Fast forward to this undergrad class I alluded to, l found myself revisiting this idea of place. The class was a systems-thinking course that centered on wholistic approaches to confronting “wicked” problems, ones without seemingly straightforward solutions. We were tasked with “solving” Tampa’s bus system. Yes, I know, a lot to unpack there, but nonetheless, we failed. Spectacularly. I mean no kidding, people dedicate their careers streamlining transportation systems, who were we to think in 15 weeks we could even gather sufficient knowledge to identify gaps, let alone solve the whole thing. The big pickle about Tampa’s transit system, or I guess fundamentally any public good, is that you need to demonstrate demand to justify spending money to improve it. Unfortunately, Tampa’s transit system as it stands is not the greatest; therefore. it’s difficult to create demand if people have adapted to ways to live without it. Not the answer I was hoping for as a high-strung, overachieving junior in need of instant gratification.

So, naturally, I spent an inordinate amount of time thinking about ways we could increase demand. It was while sitting in standstill rush hour-traffic on Bruce B Downs blvd, 30 minutes into what should’ve been an 8-minute trip, when it occurred to me the health implications of this period of chronic stress we underwent daily. A few thought digressions later, I landed to the fundamental question of how place is related to health. More specifically, how can we leverage population health as the fundamental driver of how public goods are allocated and the practical application of this to eliminate health disparities across groups that have been economically/socially marginalized. This notion is realistically more reflective of the ultimate question that underlies the entirety of my personal and professional endeavors, and one that I chose to apply to parks — where I first found solace in place.

Studies across the United States have demonstrated equity to parks and other greenspaces as an issue of environmental injustice. To borrow language from Dr. Sharelle Barber, “insidious” polices, such as redlining, have left race and ethnic minority communities – communities in which I belong in – systemically deprived from health promoting spaces, such as parks. This is compounded by disparities we know to exist in healthcare quality and access that serve to disadvantage these same groups. As a public good, parks, in my opinion, have the potential to disrupt these cycles of deprivation among our communities. However, in line with systems approaches, these processes are more complex than they appear.
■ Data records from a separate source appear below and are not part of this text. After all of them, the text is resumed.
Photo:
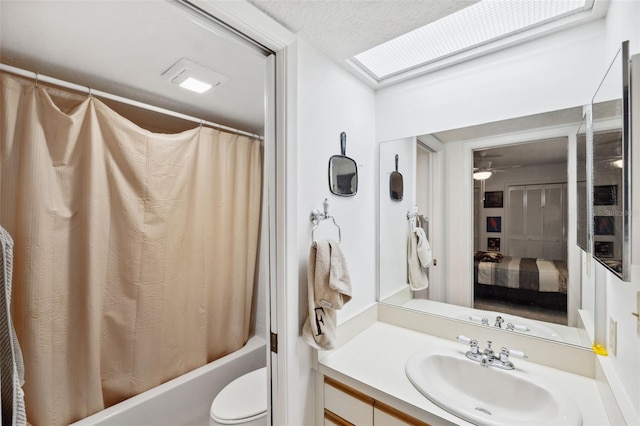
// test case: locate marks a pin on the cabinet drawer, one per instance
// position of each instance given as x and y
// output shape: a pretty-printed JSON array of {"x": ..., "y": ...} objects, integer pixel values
[
  {"x": 348, "y": 403},
  {"x": 385, "y": 415}
]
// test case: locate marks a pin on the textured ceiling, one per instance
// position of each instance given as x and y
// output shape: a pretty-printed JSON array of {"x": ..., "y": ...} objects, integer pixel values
[
  {"x": 343, "y": 28},
  {"x": 124, "y": 47}
]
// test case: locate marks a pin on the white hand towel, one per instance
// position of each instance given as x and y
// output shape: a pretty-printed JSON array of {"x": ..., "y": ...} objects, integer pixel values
[
  {"x": 423, "y": 248},
  {"x": 417, "y": 274},
  {"x": 329, "y": 288},
  {"x": 11, "y": 363}
]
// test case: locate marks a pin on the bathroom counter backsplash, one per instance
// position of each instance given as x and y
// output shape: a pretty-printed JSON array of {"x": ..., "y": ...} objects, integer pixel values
[{"x": 374, "y": 362}]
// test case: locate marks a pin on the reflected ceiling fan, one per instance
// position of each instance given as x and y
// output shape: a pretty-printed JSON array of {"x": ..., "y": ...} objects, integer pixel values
[{"x": 482, "y": 169}]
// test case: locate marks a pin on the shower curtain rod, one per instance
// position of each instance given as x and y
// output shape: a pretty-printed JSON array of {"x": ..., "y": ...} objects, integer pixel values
[{"x": 98, "y": 93}]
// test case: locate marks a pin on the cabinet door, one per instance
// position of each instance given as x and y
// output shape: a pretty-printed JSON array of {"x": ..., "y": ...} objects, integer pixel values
[
  {"x": 347, "y": 403},
  {"x": 385, "y": 415}
]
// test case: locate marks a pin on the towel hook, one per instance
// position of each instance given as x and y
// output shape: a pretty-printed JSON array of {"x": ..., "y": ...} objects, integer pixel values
[{"x": 316, "y": 217}]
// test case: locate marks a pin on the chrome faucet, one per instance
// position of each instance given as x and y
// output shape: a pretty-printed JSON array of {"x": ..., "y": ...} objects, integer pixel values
[{"x": 488, "y": 356}]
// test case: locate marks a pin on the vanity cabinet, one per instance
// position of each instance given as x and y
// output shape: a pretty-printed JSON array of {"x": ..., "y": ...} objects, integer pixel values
[{"x": 344, "y": 406}]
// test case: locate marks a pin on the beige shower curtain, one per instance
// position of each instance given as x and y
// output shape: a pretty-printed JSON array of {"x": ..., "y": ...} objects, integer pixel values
[{"x": 135, "y": 252}]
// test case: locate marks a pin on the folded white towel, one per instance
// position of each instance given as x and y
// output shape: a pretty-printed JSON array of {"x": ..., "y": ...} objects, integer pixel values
[
  {"x": 329, "y": 288},
  {"x": 418, "y": 255},
  {"x": 11, "y": 364},
  {"x": 423, "y": 248}
]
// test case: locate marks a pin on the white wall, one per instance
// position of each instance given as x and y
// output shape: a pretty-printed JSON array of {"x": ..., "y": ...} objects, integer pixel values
[
  {"x": 622, "y": 24},
  {"x": 328, "y": 101}
]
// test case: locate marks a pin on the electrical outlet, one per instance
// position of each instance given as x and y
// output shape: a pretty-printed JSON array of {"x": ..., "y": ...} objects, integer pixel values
[{"x": 613, "y": 335}]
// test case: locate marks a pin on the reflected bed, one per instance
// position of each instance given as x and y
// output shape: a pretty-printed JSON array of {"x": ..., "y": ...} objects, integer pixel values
[{"x": 521, "y": 280}]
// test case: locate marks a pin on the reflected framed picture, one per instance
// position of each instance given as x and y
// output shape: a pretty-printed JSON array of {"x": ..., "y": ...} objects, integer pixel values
[
  {"x": 604, "y": 225},
  {"x": 603, "y": 249},
  {"x": 493, "y": 244},
  {"x": 605, "y": 195},
  {"x": 493, "y": 199},
  {"x": 494, "y": 224}
]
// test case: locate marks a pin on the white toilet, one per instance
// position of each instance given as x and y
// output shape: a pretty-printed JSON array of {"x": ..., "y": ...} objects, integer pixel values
[{"x": 242, "y": 402}]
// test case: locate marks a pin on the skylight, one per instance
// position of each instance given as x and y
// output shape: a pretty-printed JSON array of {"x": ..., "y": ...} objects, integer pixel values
[{"x": 476, "y": 25}]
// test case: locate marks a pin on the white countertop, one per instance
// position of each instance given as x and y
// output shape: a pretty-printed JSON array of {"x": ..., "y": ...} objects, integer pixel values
[{"x": 374, "y": 362}]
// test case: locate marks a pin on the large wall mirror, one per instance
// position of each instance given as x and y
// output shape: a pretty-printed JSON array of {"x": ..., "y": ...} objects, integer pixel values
[
  {"x": 524, "y": 209},
  {"x": 550, "y": 190},
  {"x": 611, "y": 168}
]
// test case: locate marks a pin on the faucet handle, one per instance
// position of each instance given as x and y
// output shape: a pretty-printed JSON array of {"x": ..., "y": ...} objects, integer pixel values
[
  {"x": 464, "y": 339},
  {"x": 476, "y": 318},
  {"x": 514, "y": 327},
  {"x": 472, "y": 342},
  {"x": 505, "y": 353}
]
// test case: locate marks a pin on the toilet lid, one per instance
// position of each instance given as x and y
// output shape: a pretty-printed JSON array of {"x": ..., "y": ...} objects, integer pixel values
[{"x": 245, "y": 397}]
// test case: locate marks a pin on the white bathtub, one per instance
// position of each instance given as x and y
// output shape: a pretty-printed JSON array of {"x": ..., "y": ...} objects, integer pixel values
[{"x": 185, "y": 400}]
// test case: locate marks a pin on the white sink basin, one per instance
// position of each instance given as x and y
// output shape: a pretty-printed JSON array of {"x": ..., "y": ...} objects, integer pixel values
[{"x": 488, "y": 395}]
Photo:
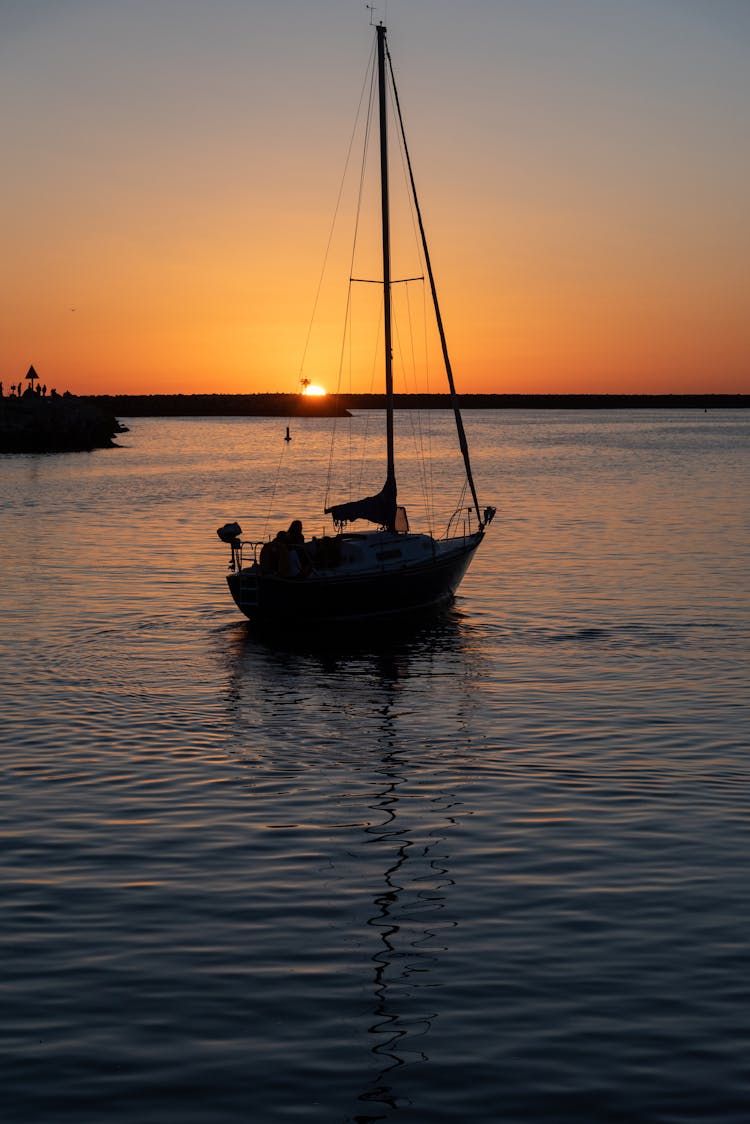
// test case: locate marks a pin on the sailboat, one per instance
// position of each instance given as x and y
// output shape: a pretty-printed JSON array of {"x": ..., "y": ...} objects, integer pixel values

It is not just a matter of providing parks as provisions to communities, it’s the considerations about whether these spaces are accessible that are equally, if not more so, important.

To that end, I bring you the project that will be the subject of my subsequent blog posts: Going Places. This is a project led by Dr. Emily D’Agostino here at Duke University, in collaboration with community partner, Durham Parks and Recreation (DPR), with the overall aim of reducing transportation barriers related to access and usage of recreational spaces among youth here in Durham. We are working with DPR staff, youth, and parents to deliver a transportation toolkit that will promote transportation efficacy among youth so that they can safely navigate to health-promoting spaces, such as parks. I am humbled to be involved with a truly experienced and passionate team on a cause that I believe is critical if we as a nation are to achieve health equity.

To my 5-year-old self: I may not be a spy, but still a public servant. Here’s to affording more generations the opportunity to find their place.

Hiwot Zewdie is currently a 2nd year master’s student pursuing a Global Health degree from Duke Global Health Institute and a Geospatial Analysis certificate from the Nicholas School of the Environment. Her interests include elucidating the mechanisms by which neighborhoods foster health and applying this evidence to develop placed-based interventions that serve to mitigate current and future health inequities. Hiwot’s academic research explores these questions in Addis Ababa, Ethiopia, Miami, FL, and Durham, NC, including a Bass Connection Student Award assessing park equity and health. She received a B.Sc. in Cell & Molecular Biology and a B.A. in Psychology from the University of South Florida.